Le projet initial devait se dérouler au Japon, mais la pandémie de COVID-19 en a décidé autrement. Les sources de financement nippones se sont évaporées. Antonin Peretjatko se rappelle : "Il y a eu ensuite une succession de producteurs qui ont jeté l’éponge au fur et à mesure que le budget fondait comme neige au soleil. Nous nous sommes retrouvés avec un mini budget d’à peine 1 million d’euros. Christophe Gougeon a eu le courage de produire le film et nous avons réussi à dompter le budget comme des cowboys de rodéo."
La Réunion a joué un rôle clé dans la transformation du film. Antonin Peretjatko connaissait l'île depuis une décennie, ayant envisagé de tourner un autre projet là-bas. Il confie : "J’étais allé à La Réunion dix ans avant pour des repérages de La Loi de la jungle qui s’est tourné en Guyane. J’avais gardé des souvenirs de décors fabuleux. Mes photos de repérage m’ont bien servi pour la réécriture. Lors de l’étape des repérages, j’ai réécrit certaines scènes en fonction de ce qui était désormais disponible ainsi que des comédiens trouvés sur place."
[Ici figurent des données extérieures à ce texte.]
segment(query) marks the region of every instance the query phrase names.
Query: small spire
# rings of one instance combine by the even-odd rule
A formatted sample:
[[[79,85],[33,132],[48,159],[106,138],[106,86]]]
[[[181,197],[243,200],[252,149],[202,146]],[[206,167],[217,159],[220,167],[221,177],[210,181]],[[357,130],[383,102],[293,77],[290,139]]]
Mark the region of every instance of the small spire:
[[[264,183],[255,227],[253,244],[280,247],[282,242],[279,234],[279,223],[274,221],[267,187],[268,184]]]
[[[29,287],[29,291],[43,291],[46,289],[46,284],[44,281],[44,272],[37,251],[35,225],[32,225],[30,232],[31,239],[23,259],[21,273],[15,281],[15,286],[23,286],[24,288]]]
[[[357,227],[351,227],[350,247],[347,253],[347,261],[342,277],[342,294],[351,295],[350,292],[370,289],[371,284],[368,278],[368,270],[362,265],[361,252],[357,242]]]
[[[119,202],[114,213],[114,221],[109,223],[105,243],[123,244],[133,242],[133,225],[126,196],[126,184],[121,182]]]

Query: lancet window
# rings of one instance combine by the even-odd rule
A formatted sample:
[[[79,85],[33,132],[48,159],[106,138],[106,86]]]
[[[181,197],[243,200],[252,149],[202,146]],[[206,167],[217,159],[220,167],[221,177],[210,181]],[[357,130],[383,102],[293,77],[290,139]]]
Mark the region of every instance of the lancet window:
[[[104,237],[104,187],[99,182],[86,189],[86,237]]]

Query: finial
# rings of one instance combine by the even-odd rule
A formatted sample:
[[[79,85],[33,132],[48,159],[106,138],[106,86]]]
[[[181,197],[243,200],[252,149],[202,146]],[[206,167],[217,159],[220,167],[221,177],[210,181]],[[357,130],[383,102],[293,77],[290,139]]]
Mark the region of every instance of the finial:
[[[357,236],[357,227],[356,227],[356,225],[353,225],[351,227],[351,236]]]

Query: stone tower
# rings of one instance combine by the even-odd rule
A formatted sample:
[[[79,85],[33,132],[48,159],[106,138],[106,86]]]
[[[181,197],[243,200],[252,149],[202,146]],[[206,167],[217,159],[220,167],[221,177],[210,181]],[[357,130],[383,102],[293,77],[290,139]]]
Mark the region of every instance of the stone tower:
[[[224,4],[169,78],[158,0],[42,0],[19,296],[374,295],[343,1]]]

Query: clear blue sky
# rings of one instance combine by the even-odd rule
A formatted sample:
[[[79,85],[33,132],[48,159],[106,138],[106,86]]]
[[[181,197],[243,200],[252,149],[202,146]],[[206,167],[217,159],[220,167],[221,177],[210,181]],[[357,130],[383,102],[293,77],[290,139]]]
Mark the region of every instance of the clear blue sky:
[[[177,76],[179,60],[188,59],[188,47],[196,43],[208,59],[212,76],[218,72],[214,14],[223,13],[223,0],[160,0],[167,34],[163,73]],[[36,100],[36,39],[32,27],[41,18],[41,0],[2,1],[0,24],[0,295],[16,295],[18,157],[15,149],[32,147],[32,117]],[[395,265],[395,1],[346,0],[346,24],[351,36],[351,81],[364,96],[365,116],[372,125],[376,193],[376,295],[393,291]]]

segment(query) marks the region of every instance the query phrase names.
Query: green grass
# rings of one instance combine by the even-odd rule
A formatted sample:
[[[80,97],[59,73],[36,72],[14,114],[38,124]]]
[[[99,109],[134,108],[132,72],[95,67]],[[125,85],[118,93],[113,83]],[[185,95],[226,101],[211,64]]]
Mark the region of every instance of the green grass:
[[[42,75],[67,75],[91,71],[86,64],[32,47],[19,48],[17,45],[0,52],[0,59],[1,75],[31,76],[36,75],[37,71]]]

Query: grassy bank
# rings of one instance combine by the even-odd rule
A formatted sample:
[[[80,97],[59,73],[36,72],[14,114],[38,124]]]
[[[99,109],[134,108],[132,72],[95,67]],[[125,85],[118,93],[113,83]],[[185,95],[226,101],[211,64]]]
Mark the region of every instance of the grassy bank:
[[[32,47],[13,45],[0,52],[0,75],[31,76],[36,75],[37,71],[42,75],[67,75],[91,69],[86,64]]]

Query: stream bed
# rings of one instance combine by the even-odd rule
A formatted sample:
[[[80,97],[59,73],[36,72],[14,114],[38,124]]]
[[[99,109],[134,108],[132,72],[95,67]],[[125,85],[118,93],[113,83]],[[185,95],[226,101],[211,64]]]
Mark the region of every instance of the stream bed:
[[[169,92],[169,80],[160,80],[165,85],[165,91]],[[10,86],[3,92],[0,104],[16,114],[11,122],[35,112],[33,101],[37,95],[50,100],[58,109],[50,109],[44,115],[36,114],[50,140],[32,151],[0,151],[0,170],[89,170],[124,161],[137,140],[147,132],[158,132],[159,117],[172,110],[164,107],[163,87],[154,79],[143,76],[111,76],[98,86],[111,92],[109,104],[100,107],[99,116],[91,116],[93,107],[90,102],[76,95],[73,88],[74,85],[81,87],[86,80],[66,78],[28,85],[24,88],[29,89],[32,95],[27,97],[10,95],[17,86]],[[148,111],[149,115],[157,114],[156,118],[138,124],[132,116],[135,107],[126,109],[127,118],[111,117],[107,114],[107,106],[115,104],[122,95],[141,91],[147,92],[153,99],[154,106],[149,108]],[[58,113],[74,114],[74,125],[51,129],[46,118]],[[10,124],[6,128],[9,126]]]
Via le thème du vampire, Antonin Peretjatko a voulu évoquer des sujets polémiques comme le racisme ou la religion. Le metteur en scène explique : "Le sang pur, forcément ! Les vampires me permettent de parler de l’idéologie de la pureté du sang qui est une pure invention. Et qui dit vampire dit religion. Le film prend les codes narratifs du genre à rebrousse-poil, au diable ceux où il suffit de brandir la Bible pour effrayer les créatures de Satan !"
"À travers la comédie, le film évoque le dogme religieux, il s’inscrit en contradiction avec des courants de pensées actuels qui laissent croire que notre époque manquerait de religion ou de foi. Cependant le film n’est pas contre la spiritualité, il est contre le pouvoir religieux et ses dogmes. En cela Vade Retro est un film libertaire."
Pendant l’écriture de Vade Retro, Antonin Peretjatko baignait dans l’œuvre de l'artiste peintre et dessinateur Roland Topor. En 2019, le cinéaste a même réalisé un film de 5 minutes là-dessus : Mandico et le TOpsychoPOR. Il raconte : "Le surréalisme c’est comme filmer un gag (d’ailleurs dans le dictionnaire abrégé du surréalisme, Salvador Dali déclare « ce qu’on peut attendre du surréalisme et ce qu’on peut attendre du cinéma comique est tout ce qui mérite la peine d’être considéré »), si un financeur lit le scénario avec un esprit trop cartésien, il peut demander à enlever ce genre de truc par incompréhension."
"Les films souffrent de trop de compréhension. C’est pour cela que j’aime les cinéastes si opposés comme Lynch ou Godard."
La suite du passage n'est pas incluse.